A this_is|my_A|best|result| 20
B this_is|my_B|best|result|mess 40
C this_is|my_C|best|result|me.. 32


I wrote this to create the dictionary:

for line in file:
query = line.strip().split('\t')[0]
data = line.strip().split('\t')[1:2]
subject = line.strip().split('\t')[1]
if query not in best_hit:
best_hit[subject] = data


Resulting in a mess dictionary like this:

d = {'A': 'this_is|my_A|best|result|, 20' ,'B': 'this_is|my_B|best|result|mess 40', 'C':'this_is|my_C|best|result|me.. 32' }


My intention is to eliminate the "mess" and "me.." text before to include it in the dictionary because I need this value to compare with other list without these texts.
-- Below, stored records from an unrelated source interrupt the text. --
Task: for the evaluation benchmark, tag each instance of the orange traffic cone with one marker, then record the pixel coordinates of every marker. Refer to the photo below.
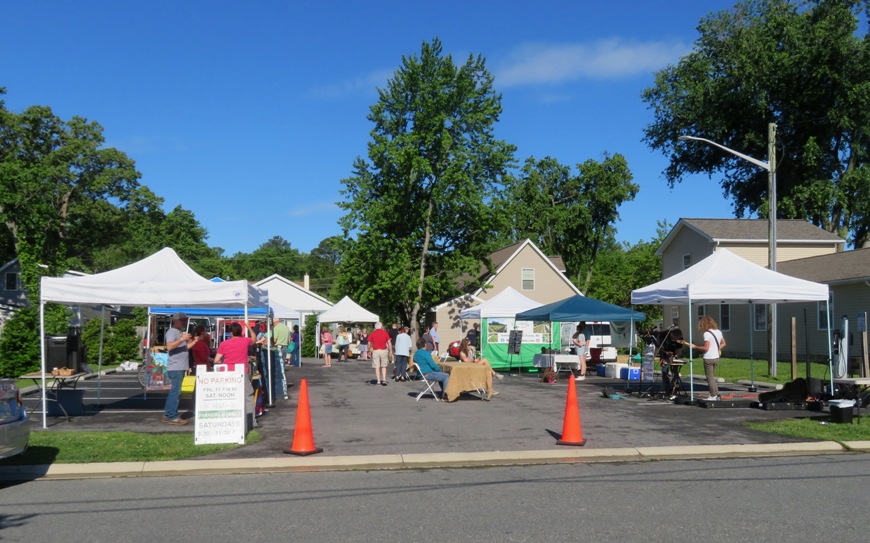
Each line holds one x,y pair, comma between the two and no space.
303,439
572,434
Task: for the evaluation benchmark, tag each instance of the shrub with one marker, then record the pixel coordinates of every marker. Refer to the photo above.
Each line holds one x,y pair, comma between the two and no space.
19,345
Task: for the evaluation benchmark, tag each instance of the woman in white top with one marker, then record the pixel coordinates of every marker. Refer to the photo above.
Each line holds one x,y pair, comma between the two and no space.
466,356
714,342
579,342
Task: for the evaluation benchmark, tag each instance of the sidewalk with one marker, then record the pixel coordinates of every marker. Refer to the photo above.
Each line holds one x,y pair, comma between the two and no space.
362,426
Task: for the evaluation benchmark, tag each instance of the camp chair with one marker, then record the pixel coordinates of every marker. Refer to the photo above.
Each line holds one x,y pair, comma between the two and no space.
427,384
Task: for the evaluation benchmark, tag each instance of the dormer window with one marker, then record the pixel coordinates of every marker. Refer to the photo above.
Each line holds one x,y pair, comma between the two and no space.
528,278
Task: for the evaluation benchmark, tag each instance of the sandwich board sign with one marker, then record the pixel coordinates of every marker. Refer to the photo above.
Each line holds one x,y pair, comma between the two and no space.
220,406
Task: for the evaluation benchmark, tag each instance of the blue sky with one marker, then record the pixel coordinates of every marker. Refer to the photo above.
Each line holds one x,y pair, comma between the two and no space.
250,113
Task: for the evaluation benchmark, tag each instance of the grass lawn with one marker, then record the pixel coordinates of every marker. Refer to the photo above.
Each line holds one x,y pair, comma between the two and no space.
740,369
816,428
86,447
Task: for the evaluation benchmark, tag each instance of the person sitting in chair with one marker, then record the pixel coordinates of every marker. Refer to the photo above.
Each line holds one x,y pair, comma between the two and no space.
466,356
427,366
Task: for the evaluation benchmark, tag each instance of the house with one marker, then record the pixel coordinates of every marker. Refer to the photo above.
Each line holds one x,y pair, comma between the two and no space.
692,240
13,296
294,296
522,266
848,276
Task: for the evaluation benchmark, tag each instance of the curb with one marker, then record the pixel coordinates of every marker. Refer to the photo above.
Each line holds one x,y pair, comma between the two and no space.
419,460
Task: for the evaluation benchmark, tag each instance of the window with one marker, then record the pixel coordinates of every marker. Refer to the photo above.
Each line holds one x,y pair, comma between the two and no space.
12,282
724,317
528,278
822,317
687,261
760,318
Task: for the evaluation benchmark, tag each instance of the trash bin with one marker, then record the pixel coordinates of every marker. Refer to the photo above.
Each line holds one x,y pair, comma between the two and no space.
55,352
841,411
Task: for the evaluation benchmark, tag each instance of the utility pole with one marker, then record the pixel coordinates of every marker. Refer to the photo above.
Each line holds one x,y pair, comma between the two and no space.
771,219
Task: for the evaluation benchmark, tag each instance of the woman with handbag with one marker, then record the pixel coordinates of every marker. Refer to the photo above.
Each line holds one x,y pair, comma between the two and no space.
578,340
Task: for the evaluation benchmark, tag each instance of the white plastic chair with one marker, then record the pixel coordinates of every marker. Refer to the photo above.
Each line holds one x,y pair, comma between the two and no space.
427,385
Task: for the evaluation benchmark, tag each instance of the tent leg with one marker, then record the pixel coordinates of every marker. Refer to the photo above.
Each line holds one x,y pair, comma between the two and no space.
42,362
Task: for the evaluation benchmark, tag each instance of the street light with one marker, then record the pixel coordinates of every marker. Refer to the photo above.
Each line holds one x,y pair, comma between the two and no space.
770,166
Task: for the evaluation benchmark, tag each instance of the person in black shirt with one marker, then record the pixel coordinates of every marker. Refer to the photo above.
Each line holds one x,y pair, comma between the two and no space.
473,336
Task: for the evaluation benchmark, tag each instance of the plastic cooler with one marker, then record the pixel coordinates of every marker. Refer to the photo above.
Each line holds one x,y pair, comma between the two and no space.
631,374
613,369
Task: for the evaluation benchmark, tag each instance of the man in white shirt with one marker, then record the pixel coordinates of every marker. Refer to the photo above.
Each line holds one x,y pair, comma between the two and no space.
403,354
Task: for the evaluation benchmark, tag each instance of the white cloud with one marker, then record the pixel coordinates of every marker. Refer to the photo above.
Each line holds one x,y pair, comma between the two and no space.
364,84
547,64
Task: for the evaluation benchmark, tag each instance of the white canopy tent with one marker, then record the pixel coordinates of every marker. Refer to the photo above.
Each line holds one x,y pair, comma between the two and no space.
725,278
506,303
160,279
346,310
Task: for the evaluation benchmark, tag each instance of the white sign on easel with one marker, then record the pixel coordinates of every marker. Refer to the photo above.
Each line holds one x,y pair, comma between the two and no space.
220,405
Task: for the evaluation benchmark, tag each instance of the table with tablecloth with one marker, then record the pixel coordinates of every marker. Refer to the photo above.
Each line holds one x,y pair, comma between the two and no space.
559,362
465,376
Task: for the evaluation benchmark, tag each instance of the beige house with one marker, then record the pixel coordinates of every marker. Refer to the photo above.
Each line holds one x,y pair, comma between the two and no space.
522,266
848,276
692,240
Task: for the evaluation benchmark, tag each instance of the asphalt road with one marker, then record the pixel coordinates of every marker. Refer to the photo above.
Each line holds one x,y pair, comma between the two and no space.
352,417
748,499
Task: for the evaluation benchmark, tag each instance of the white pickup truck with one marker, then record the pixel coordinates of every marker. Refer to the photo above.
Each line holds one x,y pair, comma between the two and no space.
597,337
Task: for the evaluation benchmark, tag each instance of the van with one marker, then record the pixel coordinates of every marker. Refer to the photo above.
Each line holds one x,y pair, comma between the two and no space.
598,336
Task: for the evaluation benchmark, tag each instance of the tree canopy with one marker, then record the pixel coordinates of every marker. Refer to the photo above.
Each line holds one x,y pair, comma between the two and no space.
802,65
417,214
57,183
566,214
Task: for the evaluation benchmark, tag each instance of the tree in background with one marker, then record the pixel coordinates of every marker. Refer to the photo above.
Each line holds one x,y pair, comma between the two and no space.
275,256
56,179
323,264
417,214
309,337
624,268
569,215
802,65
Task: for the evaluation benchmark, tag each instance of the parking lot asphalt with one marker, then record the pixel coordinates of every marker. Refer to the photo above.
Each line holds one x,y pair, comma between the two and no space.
352,417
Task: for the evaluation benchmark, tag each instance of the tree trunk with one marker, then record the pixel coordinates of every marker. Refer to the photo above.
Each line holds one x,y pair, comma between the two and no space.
415,311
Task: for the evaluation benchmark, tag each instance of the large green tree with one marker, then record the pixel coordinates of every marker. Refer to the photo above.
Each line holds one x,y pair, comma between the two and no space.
568,214
417,214
801,64
622,268
57,182
275,256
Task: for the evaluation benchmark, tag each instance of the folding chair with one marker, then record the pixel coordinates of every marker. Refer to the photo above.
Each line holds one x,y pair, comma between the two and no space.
428,385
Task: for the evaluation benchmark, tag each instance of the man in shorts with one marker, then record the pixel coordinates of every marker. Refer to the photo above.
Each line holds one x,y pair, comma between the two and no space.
380,345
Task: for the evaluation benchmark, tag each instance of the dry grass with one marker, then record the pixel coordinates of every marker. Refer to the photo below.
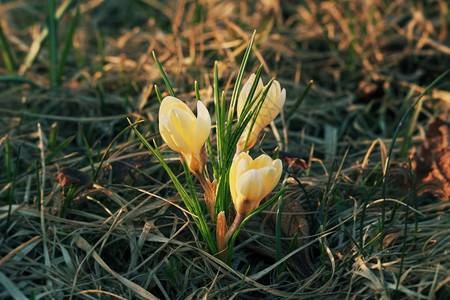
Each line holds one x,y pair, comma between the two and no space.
128,235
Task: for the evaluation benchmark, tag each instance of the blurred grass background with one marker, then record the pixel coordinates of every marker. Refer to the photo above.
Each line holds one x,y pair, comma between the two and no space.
72,71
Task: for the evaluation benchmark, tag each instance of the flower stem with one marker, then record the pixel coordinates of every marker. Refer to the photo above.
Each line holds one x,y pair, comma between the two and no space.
210,193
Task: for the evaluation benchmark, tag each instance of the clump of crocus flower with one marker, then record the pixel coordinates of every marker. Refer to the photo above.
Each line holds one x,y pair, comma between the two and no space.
183,132
238,180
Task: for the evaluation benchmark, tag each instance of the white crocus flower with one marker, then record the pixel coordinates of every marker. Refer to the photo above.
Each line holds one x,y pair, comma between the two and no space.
252,180
185,133
272,106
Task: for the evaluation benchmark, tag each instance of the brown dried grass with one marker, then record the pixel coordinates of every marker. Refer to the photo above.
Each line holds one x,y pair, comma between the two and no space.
128,236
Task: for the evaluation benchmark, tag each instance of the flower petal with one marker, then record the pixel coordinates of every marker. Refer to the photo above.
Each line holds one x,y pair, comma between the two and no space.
170,102
238,167
261,161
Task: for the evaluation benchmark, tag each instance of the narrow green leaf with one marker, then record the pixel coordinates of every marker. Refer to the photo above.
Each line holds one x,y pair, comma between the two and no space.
299,100
68,43
256,211
88,149
58,149
52,42
36,45
164,76
6,52
237,86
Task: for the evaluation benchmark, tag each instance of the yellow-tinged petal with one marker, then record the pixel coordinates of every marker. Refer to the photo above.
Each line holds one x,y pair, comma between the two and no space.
202,126
238,167
261,161
252,180
250,189
183,132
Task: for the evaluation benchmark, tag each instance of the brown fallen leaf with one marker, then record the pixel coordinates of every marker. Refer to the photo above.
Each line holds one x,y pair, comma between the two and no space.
293,221
70,176
431,161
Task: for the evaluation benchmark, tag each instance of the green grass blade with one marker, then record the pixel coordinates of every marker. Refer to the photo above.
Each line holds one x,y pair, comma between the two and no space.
164,76
52,42
158,94
68,44
238,83
12,188
6,52
94,178
299,100
278,231
36,45
88,149
251,215
220,122
58,149
8,159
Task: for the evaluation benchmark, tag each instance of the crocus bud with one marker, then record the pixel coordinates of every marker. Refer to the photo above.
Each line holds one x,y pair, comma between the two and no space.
272,106
252,180
185,133
221,231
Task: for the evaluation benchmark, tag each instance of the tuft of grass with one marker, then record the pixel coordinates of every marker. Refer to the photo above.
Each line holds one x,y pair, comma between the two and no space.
136,227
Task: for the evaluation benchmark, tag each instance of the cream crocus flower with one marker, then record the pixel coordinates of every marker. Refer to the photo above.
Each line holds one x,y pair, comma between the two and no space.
252,180
272,106
185,133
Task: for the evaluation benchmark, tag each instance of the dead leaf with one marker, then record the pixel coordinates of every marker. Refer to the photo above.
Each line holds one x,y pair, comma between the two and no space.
261,229
431,161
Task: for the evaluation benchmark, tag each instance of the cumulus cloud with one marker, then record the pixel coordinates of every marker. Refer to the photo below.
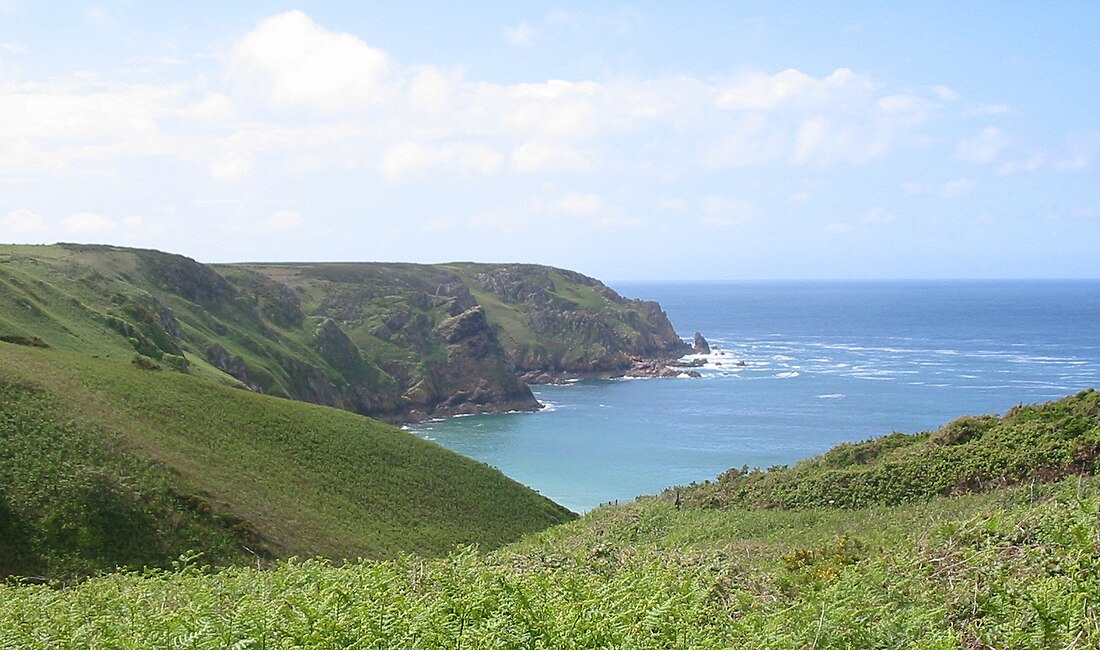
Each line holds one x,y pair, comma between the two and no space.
957,187
760,91
292,62
1030,165
521,35
284,220
982,147
22,222
722,211
879,216
573,208
546,155
88,223
409,157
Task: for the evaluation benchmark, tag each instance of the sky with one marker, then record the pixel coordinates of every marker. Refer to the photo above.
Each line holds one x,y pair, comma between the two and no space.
689,141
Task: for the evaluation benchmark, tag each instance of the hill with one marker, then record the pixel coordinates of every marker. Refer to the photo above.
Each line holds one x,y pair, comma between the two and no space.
109,463
1007,566
396,341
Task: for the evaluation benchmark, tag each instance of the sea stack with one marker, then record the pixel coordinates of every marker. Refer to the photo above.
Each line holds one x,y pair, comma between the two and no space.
701,345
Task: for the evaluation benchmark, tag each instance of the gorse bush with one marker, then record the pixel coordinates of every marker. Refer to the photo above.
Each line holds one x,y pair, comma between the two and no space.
1042,442
1019,569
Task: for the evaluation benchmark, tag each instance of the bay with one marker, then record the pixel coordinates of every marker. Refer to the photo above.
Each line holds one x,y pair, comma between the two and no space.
824,362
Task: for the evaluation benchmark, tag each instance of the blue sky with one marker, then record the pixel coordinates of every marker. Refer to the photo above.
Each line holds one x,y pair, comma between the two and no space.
628,141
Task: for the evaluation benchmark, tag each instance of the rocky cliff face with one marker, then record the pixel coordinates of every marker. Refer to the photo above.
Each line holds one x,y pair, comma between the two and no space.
396,341
573,326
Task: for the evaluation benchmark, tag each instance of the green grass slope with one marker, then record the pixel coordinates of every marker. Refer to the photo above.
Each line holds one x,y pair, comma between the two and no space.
106,463
1014,566
397,341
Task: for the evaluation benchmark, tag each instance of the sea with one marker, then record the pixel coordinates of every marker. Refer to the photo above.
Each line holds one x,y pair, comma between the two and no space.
795,367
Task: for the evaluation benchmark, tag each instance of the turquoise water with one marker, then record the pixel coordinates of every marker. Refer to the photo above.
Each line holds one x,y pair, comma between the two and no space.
824,363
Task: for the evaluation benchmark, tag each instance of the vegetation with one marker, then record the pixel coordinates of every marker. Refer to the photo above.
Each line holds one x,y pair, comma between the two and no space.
399,341
990,566
1016,569
105,463
1030,443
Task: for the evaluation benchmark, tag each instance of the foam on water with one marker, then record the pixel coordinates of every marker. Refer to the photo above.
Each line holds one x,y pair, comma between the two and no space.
848,363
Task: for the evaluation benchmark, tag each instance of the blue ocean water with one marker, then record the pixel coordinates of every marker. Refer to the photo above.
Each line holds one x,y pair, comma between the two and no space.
824,363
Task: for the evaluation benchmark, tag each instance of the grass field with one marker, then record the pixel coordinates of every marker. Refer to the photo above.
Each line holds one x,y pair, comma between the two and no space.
105,463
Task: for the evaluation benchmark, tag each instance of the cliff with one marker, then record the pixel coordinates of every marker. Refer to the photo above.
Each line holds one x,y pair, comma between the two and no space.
396,341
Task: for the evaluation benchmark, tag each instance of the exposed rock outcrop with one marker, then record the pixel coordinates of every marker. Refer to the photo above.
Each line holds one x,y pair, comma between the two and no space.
701,345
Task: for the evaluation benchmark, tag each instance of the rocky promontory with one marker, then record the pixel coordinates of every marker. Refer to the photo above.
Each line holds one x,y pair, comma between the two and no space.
394,341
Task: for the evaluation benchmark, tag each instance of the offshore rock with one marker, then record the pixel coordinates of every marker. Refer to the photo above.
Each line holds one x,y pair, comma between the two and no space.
701,345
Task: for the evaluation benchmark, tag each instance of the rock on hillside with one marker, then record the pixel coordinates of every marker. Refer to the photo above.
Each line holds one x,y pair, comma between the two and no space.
396,341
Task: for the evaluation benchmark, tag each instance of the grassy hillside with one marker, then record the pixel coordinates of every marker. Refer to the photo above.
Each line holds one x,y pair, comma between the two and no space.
105,463
1014,566
399,341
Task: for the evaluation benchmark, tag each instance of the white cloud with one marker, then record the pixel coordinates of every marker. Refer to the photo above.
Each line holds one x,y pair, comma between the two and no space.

A this_is|my_A|best|result| 20
B this_is|my_B|best|result| 40
C this_is|my_C|best|result| 32


My own solution:

old_result = line.strip().split('\t')[1]
new_result = old_result.split('|')
subject = new_result[0]+'|'+new_result[1]+'|'+new_result[2]+'|'+new_result[3]+'|

Answer

Split might be not performance-wise but the algorithm is simpler this way.

source = """

A   this_is|my_A|best|result|   20
B   this_is|my_B|best|result|mess   40
C   this_is|my_C|best|result|me..   32

"""

source = source.strip()
source = source.split('\n')

result = {}

for i in xrange(len(source)):
    asplit = source[i].split('\t')
    bsplit = asplit[1].split('|')
    bsplit[-1] = ''
    asplit[1] = '|'.join(bsplit)

    if not asplit[0] in result:
        result[asplit[0]] = asplit[1] + '\t' + asplit[2]

print result